Zwei Wochen lang lief die Anbindung am Leitsystem ohne Probleme. Seit 4 Tagen leuchtet bei der CPU die rote LED SF. Das Leitsystem bekommt keine Informationen mehr von meiner Steuerung. Ich kann bei der CP341 kein Diagnosepuffer anschauen, funktioniert nur bei der CPU. Der Diagnosepuffer der CPU ruft den OB122 siehe im Anhang.
Was könnte das sein? Liegt das Problem beim Leitsystem, CPU, oder bei CP341?


----------



## uncle_tom (6 Mai 2009)

Servus,

deine CPU liefert beim Zugriff auf deinen CP341 eine Peripheriezugriffsfehler (Peripheriebereich 256 und folgende; daher wird ja auch der OB122 aufgerufen).

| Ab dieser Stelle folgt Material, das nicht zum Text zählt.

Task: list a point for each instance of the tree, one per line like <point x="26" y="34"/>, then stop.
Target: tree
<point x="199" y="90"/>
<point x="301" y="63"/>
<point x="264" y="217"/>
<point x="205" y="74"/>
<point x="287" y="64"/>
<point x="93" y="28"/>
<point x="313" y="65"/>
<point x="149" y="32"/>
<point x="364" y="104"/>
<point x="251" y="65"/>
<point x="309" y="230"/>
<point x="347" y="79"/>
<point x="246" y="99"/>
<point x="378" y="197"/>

So wie´s aussieht scheint dein CP341 entweder defekt zu sein oder an der Parametrierung stimmt etwas nicht.

Hast du schon mal die Hardware-Settings neu geladen ?

Der CP341 hat ja ne eigene Spannungsversorgung, ist die evtl. ausgefallen bzw. leuchtet am CP341 irgend eine LED ?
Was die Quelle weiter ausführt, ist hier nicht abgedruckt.